Volume 95, Issue 1
Thursday, May 24, 2001
|ARTS AND ENTERTAINMENT||
Shrek will make you laugh your ass off
By Andrea Chiu
A film starring the voice of Mike Myers as an ugly green ogre sounds like a promising piece of humour. But while Shrek is often funny, Myers is not always the main source of humour.
Instead, the man who brought us Austin Powers and years of laughs on Saturday Night Live, takes the more mature, relaxed approach as the angry ogre turned kind-hearted do-gooder, Shrek.
The story of Shrek begins when he meets Donkey (Eddie Murphy), a clumsy, big-mouthed ass who seeks friendship and a little protection in the unfriendly ogre. When Shrek's swamp is suddenly invaded by cute fairy-tale creatures, Shrek suddenly finds himself sent on a quest to find the Lord Farquaad's perfect princess and in return, he shall receive his quiet swamp back.
Unfortunately, retrieving Princess Fiona and returning her to Farquaad's castle is no simple task. Shrek and his big-mouthed sidekick Donkey are confronted with a reluctant Princess Fiona, an entertaining and obnoxious Robin Hood and most problematic of all, the awful feeling of love sickness.

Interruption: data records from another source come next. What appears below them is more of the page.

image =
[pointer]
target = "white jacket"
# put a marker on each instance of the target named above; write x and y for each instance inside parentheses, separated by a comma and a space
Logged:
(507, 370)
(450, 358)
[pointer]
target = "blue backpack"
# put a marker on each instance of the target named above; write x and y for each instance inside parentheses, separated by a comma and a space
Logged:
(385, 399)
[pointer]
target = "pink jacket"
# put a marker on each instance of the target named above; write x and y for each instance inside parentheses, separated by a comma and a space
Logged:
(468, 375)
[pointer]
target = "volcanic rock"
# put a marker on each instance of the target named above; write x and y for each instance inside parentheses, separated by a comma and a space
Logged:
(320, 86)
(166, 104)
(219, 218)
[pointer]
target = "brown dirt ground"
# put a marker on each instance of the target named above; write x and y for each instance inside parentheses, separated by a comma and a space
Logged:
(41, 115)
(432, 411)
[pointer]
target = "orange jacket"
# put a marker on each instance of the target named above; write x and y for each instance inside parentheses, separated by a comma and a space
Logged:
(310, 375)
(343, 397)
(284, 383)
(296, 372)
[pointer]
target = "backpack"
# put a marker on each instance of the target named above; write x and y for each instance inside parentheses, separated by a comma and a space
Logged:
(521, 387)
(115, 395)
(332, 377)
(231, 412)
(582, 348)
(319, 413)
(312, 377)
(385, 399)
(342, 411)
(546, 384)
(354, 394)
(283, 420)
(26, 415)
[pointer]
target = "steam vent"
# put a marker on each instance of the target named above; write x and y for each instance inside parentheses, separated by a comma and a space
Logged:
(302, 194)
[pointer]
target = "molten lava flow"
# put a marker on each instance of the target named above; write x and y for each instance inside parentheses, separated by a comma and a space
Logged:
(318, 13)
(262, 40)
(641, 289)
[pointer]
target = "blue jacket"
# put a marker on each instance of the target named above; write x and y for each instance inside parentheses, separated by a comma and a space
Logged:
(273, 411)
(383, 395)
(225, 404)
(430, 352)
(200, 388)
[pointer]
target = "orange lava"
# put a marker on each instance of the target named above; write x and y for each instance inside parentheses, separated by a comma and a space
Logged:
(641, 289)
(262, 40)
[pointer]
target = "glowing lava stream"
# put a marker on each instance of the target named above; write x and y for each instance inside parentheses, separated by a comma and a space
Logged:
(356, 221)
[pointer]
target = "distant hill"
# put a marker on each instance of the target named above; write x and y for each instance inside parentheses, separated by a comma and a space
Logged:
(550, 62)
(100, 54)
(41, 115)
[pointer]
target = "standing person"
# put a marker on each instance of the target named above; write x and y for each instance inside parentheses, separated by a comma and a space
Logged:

Instead of Mike Myers, it is Eddie Murphy who delivers most of the humourous lines as the innocent, yet talkative Donkey. While most of the film's humour is delivered with witty subtleties, more slapstick humour would have appealed to the younger audience. It is, after all, an animated movie.
As the most entertaining character, Eddie Murphy's squeaky voiced Donkey has many smartass lines and perfectly suited cute donkey movements, making him the highlight of Shrek.
The animation in Shrek is impeccable. Movements and textures are so accurately depicted that it boggles the mind to comprehend just how far animation has come in ten years.
Where Mike Myers is less entertaining than usual, Shrek's supporting cast picks up the slack. Treading the thin blurry line of annoying and charming, Princess Fiona (Cameron Diaz) is effective, playing the voice of the spoiled princess turned kind-hearted heroine.
Although he worked with mediocre dialogue, John Lithgow is fittingly obnoxious as the vertically impaired Lord Farquaad. His exaggerated voice is easily recognizable, but would have been better used to play an even more evil character than Farquaad.
Unlike most Disney films, this Dreamworks release downplays the importance of the soundtrack, as the music is suitably secondary to the actions and dialogue.
The strength of Shrek lies not in any one of its single stars, but in
the complete package. The film avoids being too over the top and with that,
it appeals to both children and adults.